Al proyectar estos porcentajes sobre la población total, las cifras adquieren un rostro humano preocupante: se estima que casi 1,7 millones de personas sufrieron la falta de trabajo durante ese período. La metodología del organismo releva el mercado de trabajo en un grupo de 31 aglomerados urbanos, cruzando la estimación de la población total con el porcentaje de desocupados dentro de la Población Económicamente Activa (PEA).

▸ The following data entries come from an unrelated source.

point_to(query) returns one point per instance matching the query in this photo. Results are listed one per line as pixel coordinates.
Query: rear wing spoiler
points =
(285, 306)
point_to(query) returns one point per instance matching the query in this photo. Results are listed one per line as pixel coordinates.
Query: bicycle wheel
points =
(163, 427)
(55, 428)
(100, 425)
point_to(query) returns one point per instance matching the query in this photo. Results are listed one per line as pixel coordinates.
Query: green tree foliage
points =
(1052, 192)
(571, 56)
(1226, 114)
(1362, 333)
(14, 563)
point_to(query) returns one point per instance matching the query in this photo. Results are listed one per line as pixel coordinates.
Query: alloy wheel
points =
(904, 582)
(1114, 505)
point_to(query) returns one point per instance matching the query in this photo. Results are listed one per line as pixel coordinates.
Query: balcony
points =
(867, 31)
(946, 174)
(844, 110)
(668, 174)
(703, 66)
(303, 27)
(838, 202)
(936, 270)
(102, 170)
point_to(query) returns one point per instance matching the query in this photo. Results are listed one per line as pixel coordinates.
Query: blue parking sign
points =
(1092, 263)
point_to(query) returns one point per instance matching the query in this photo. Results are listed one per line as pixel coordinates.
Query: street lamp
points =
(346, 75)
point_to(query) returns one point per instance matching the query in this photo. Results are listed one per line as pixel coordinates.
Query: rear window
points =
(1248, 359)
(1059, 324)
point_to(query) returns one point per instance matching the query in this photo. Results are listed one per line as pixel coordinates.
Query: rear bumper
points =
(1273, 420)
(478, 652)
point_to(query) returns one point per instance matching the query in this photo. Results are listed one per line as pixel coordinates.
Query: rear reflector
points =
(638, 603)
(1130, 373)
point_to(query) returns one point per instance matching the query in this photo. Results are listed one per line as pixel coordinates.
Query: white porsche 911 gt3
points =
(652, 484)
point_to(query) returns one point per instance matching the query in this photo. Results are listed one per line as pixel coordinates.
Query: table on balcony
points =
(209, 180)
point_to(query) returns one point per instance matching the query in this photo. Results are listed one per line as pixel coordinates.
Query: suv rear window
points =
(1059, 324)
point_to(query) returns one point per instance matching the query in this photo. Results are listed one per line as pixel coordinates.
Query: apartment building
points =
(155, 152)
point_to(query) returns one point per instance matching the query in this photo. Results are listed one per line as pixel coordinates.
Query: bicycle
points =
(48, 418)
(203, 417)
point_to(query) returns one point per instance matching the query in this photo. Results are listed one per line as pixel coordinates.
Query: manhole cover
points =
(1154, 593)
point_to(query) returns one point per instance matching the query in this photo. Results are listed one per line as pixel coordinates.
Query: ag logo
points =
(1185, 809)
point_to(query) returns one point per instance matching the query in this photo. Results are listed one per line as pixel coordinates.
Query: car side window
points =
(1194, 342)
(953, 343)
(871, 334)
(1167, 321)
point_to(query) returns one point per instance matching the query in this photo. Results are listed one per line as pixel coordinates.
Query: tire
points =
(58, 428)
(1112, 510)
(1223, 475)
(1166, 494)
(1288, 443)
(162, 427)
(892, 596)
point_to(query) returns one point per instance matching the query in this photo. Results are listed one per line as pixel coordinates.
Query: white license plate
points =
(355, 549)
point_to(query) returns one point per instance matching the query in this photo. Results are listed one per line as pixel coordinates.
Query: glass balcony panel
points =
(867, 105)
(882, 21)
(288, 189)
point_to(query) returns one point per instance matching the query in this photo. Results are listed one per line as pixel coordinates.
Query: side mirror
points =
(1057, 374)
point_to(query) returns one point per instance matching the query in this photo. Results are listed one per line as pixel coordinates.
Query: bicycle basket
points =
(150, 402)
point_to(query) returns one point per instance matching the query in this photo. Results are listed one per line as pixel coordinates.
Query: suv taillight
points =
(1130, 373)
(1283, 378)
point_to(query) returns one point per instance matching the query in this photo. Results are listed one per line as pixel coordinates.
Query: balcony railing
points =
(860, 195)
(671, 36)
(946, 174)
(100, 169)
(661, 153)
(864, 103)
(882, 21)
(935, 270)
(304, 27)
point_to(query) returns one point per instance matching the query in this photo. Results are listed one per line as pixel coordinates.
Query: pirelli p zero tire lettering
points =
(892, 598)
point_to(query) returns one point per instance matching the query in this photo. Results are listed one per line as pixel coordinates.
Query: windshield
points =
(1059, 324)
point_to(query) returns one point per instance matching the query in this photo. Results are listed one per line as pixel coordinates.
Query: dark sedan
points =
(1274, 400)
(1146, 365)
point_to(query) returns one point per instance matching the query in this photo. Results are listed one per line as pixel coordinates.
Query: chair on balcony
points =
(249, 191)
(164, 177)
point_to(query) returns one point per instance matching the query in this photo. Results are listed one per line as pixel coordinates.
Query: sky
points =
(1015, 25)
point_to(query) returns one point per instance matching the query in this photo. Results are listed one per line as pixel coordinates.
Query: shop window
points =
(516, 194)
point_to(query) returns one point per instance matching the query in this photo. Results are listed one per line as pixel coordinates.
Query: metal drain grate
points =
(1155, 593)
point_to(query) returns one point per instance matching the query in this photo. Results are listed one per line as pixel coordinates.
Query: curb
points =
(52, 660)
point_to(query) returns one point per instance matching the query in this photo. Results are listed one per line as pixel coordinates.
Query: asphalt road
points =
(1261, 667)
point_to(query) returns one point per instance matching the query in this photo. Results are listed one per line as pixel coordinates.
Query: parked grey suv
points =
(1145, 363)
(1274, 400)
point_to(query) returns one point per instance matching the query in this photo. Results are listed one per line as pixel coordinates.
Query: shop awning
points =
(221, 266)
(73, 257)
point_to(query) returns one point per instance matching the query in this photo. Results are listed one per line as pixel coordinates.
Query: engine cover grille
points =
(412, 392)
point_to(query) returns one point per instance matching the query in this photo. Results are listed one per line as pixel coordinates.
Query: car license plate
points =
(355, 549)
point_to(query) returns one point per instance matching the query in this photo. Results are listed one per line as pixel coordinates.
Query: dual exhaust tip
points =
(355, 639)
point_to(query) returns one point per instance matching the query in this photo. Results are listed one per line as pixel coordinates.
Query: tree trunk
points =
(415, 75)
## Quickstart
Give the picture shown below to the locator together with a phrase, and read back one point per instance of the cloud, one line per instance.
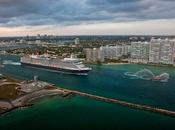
(74, 12)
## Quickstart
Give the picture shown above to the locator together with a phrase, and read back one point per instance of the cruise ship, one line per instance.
(67, 65)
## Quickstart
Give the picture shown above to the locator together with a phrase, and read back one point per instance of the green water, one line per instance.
(84, 113)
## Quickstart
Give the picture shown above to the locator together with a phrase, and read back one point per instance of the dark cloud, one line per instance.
(66, 12)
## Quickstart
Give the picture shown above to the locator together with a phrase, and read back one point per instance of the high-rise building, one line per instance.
(77, 41)
(115, 52)
(140, 52)
(94, 55)
(162, 51)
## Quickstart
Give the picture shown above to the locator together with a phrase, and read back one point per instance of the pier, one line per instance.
(128, 104)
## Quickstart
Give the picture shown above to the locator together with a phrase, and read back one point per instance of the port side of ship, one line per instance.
(78, 69)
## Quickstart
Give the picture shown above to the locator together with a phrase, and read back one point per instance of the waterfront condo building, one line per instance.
(162, 51)
(94, 55)
(115, 52)
(140, 52)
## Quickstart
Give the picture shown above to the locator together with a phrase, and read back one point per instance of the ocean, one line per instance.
(84, 113)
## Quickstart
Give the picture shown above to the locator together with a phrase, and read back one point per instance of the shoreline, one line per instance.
(115, 63)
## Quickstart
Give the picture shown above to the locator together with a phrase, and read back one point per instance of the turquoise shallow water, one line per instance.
(79, 112)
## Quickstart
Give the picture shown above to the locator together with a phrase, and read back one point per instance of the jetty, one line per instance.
(128, 104)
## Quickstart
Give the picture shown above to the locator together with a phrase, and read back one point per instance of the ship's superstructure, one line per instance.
(66, 65)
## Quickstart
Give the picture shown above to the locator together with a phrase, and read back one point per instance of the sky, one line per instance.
(87, 17)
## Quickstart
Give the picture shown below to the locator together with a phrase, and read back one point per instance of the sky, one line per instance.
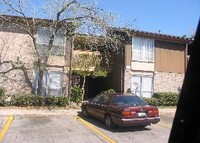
(173, 17)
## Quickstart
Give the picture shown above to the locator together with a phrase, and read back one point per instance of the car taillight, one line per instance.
(128, 113)
(154, 112)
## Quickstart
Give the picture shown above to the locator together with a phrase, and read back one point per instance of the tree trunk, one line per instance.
(83, 89)
(40, 78)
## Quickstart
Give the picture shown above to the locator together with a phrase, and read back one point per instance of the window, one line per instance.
(76, 79)
(51, 83)
(42, 41)
(142, 85)
(143, 49)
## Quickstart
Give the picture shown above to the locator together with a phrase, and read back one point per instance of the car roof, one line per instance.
(119, 94)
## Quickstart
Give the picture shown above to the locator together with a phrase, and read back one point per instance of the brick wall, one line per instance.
(167, 82)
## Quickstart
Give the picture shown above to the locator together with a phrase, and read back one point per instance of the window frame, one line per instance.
(139, 47)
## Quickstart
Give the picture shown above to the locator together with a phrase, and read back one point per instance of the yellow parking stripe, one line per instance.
(164, 125)
(95, 130)
(6, 127)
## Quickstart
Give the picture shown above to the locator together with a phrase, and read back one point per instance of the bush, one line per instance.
(25, 100)
(163, 99)
(76, 94)
(62, 101)
(108, 91)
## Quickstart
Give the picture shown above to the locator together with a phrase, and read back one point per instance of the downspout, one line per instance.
(70, 67)
(186, 56)
(122, 69)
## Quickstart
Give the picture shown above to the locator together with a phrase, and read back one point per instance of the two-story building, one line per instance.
(151, 62)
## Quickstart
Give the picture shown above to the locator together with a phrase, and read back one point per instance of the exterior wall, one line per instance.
(142, 66)
(167, 70)
(168, 82)
(17, 46)
(170, 57)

Un crecimiento interanual sostenido con actividad estable
La comparativa histórica refuerza la tendencia negativa de la gestión económica actual. En términos interanuales, la tasa de desocupación también mostró un aumento significativo: en el mismo trimestre de 2024 había sido de 6,4%, lo que marcó una suba de 1,1 puntos porcentuales. Lo paradójico del fenómeno es que el incremento del desempleo se dio en un contexto donde la tasa de actividad se ubicó en 48,6% y la tasa de empleo alcanzó el 45%, indicadores que se mantuvieron prácticamente sin cambios frente al trimestre anterior.
Bajo este panorama, el incremento del desempleo se explica por una mayor cantidad de personas que salieron a buscar trabajo sin encontrarlo. La población económicamente activa alcanzó a 14,6 millones de personas en los aglomerados relevados. Además, la presión sobre el mercado de trabajo —que incluye desocupados, subocupados y ocupados demandantes— llegó al 30%, con una leve suba en la comparación trimestral. A su vez, el 16,5% de la PEA estuvo compuesto por ocupados que buscaron otro empleo, lo que reflejó dificultades para mejorar ingresos o condiciones laborales.
Formalidad e informalidad en la estructura laboral
En relación con la calidad del empleo, el informe mostró que se mantuvo en torno al 43%, un punto por encima del mismo período de 2024. Al cierre de 2025, el universo de ocupados se dividía de la siguiente manera: por un lado, el 71,5% (9,7 millones) eran asalariados y, por el otro, el 28,5% (3,8 millones) no asalariados.
Dentro de los trabajadores en relación de dependencia, el 63,7% tenía descuento jubilatorio, mientras que el 36,3% se encontraba en condiciones informales. Asimismo, las tensiones estructurales se manifiestan en que el 11,3% de los ocupados estaba subocupado y el 29,2% se encontraba sobreocupado, lo que refleja las dificultades existentes en la estructura del mercado laboral para equilibrar las cargas horarias.
El sesgo generacional y las brechas regionales
La desocupación mostró un comportamiento dispar según la edad, con un aumento mucho más marcado entre los jóvenes de 14 a 29 años. En la comparación interanual, la tasa subió 4,1 puntos porcentuales en mujeres jóvenes y 4,5 puntos en varones del mismo grupo etario. De esta manera, la desocupación alcanzó el 16,8% en mujeres jóvenes y el 16,2% en varones, niveles que duplicaron el promedio general del país, mientras que entre los adultos de 30 a 64 años el indicador se mantuvo relativamente estable.
Finalmente, el informe del INDEC expuso las asimetrías geográficas. El Gran Buenos Aires registró la tasa de desempleo más alta con el 8,6%, seguida por la región pampeana con 7,7% y el Noreste con 5,6%. En contraste, los niveles más bajos se observaron en el Noroeste (4,2%), Cuyo (4,9%) y la Patagonia (4,8%). El factor demográfico también resultó determinante: el desempleo alcanzó el 8% en los centros urbanos con más de 500.000 habitantes, frente al 4,7% en las localidades de menor tamaño.